Nello studio c’è anche il tentativo di capire il legame fra guerre, dazi, crisi climatica e spreco alimentare. Waste Watcher ha analizzato se e come questi fattori influenzano le abitudini di approvvigionamento, fruizione e gestione del cibo.

“Il risultato è, con tutta evidenza, l’impatto tangibile di queste sulle scelte di fruizione alimentare degli italiani: più di 1 cittadino su 3 (37%) ritiene utile puntare sui prodotti made in Italy nell’attuale contesto di guerre e tensioni internazionali, ma anche di crisi dei dazi – evidenzia la campagna. – È la risposta a un contesto percepito come instabile, e questa tendenza risulta particolarmente marcata tra i soggetti di età compresa tra i 35 e i 44 anni e tra gli over 64, con una concentrazione geografica significativa nel Centro Italia”.

Un italiano su 10 “privilegia semplicemente i prodotti più economici, a prescindere dalla loro sostenibilità, mentre il 5% ha direttamente ridotto la spesa alimentare per ragioni economiche, percentuale che raddoppia negli under 25. Un italiano su 5, ovvero il 22%, afferma di preferire prodotti locali e a chilometro zero”.

Esiste però anche un 20% della popolazione che dichiara di non aver modificato le proprie abitudini d’acquisto, affermando che le scelte alimentari restano indipendenti dal contesto internazionale.

Per quanto riguarda l’impatto della crisi climatica, il 66% degli italiani ha aumentato, o mantenuto alta, l’attenzione all’ambiente e ai comportamenti sostenibili. Un italiano su 2 dichiara di prestare maggiore attenzione all’impatto ambientale dei prodotti alimentari che acquista. Il 17% degli italiani, però, dichiara di non aver modificato i suoi comportamenti perché “non ritiene che ci sia alcun legame tra la crisi climatica e temperature anomale”.

Perché si spreca cibo?

Gli italiani spesso attribuiscono le cause dello spreco alimentare alla conservazione a monte della filiera.
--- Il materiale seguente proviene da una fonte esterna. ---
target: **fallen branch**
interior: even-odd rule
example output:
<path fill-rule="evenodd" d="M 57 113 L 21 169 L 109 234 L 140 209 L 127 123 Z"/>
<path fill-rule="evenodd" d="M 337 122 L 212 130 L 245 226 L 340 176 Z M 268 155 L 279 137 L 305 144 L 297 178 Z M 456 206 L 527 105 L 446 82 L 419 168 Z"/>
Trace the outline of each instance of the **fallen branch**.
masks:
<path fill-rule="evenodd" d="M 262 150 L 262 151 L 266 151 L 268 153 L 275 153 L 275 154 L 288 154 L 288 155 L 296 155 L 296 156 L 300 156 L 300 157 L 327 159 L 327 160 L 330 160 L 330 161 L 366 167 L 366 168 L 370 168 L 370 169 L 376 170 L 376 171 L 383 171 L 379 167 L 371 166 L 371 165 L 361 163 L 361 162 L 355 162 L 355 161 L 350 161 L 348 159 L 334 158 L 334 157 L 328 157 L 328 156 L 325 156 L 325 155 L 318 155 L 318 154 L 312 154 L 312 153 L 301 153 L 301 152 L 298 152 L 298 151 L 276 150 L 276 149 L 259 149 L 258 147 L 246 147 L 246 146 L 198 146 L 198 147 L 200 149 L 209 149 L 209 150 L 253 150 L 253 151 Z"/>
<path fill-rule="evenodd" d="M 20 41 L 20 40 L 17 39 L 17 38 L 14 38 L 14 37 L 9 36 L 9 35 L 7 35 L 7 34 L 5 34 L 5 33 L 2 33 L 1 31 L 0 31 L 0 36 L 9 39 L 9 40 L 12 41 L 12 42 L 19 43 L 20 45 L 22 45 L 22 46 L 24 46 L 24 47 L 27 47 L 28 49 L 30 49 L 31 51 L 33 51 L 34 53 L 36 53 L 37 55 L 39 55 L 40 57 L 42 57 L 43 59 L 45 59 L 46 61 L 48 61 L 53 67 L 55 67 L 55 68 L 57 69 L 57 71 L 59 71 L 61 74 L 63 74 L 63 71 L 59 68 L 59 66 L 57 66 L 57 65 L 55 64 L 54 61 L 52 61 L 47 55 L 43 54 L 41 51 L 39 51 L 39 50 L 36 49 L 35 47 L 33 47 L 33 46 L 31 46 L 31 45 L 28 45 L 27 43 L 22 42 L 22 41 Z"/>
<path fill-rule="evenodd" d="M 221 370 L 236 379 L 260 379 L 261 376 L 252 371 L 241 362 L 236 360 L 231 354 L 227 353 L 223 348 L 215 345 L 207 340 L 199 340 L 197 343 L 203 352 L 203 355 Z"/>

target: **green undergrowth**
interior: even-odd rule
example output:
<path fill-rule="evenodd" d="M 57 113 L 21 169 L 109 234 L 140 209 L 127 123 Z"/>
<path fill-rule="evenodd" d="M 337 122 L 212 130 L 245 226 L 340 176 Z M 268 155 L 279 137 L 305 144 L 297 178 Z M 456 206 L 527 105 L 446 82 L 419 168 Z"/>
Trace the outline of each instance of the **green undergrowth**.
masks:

Più di 1 italiano su 3 (37%) sostiene infatti che “frutta e verdura spesso sono conservate in frigo e, quando le porto a casa, vanno a male”; il 29% afferma che “i cibi venduti sono già vecchi”; il 31% ammette che “me ne dimentico e scade/fa la muffa/marcisce/si deteriora” e che “ho sempre paura di non avere a casa cibo a sufficienza”; il 29% dà la colpa alle troppe offerte.